Aux marches du palais

Samedi matin, il sera curieux de voir des nationalistes, républicains affirmés, jurer fidélité au roi, au chef d’un état dont ils espèrent la fin !

Ce n’est pas la première fois. Des députés VNV dans les années 30, des parlementaires Vlaams Blok dès les années 90, N-VA ensuite ont prêté serment au Parlement.

Récemment, Geert Bourgeois ministre-président flamand aura sans doute été le premier nationaliste flamand a toutefois prêter serment directement devant le roi. Mais ce n’est sans doute pas plus incongru historiquement, que d’avoir vu des ministres communistes faire de même au sortir de la 2ème Guerre Mondiale.

Négociation sans crise

Depuis le début du règne d’Albert II, le palais joue le rôle que l’on attend de lui. L’interventionnisme de Baudouin appartient au passé.

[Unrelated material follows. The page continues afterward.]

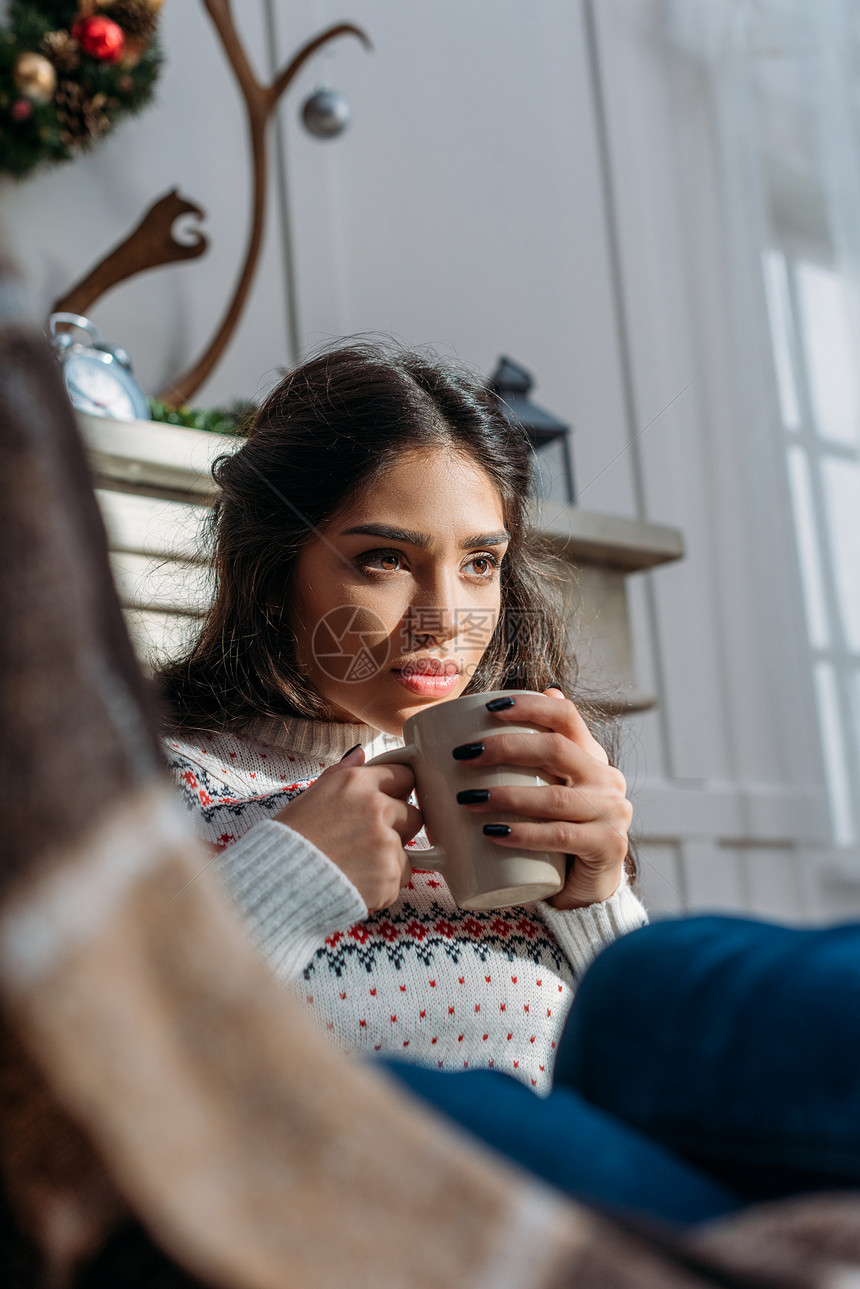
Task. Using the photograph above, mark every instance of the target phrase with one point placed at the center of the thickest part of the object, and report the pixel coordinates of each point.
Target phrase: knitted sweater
(423, 980)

Lors de la laborieuse négociation de 2010-2011, Elio Di Rupo principalement, mais aussi tous les autres –teur (Beke, Reynders, Vande Lanotte, etc.) avaient su utiliser la case " palais " pour accroître la dramatisation ou au contraire permettre aux négociations de souffler. Il est vrai que le contexte était très différent : l’Europe inquiète nous observait, la population manifestait et des actions citoyennes surgissaient çà et là. La Belgique et ses citoyens étaient alors véritablement en introspection identitaire.

Ce qui n’avait pas empêché en 2011 que l’on connaisse aussi le casting ministériel avant le communiqué du Palais. Avant cela, Guy Verhofstadt n’avait non plus pas toujours mis les formes.

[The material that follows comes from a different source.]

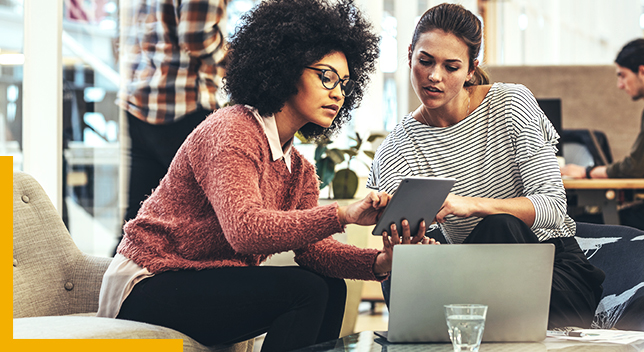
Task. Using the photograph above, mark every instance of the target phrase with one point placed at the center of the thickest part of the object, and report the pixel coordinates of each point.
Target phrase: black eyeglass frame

Cette fois, le roi aura finalement très peu vu ses formateurs, là où Elio Di Rupo se rendait régulièrement chez Albert II. Souhait du Palais ou décorum de la fonction de formateur ?

Il faut aussi reconnaître que cette fois, la négociation gouvernementale n’a pas connu de réels parfums de crise ; juste quelques tensions sur le commissaire européen. Le roi a été tenu au courant mais son rôle a été marginal dans la négociation, le palais n’ayant joué un rôle qu’à la désignation de Charles Michel.

N-VA

La mise en route du gouvernement fédéral ne s’est finalement pas autrement déroulée que celle du gouvernement flamand : Bart De Wever jouant les architectes et parfois les entremetteurs quand des tensions sont apparues. Charles Michel a maintenu le cap de mettre sur pied une coalition inédite, au programme en rupture avec ces 30 dernières années.

Tout cela s’est déroulé en bonne intelligence entre les deux hommes.

La N-VA avait plaidé pour un gouvernement fédéral restreint, puisque notamment il y avait moins de compétences au fédéral.

Reste aussi à assurer la répartition des influences entre les deux principaux partis. Le Premier Ministre ne sera-t-il plus pour la première fois, considéré comme au-dessus des contingences linguistiques ? Parce qu’il est francophone ? On avait déjà essayé d’imposer cela à Elio Di Rupo qui l’avait refusé en 2011.

Au Palais comme au 16, une période change.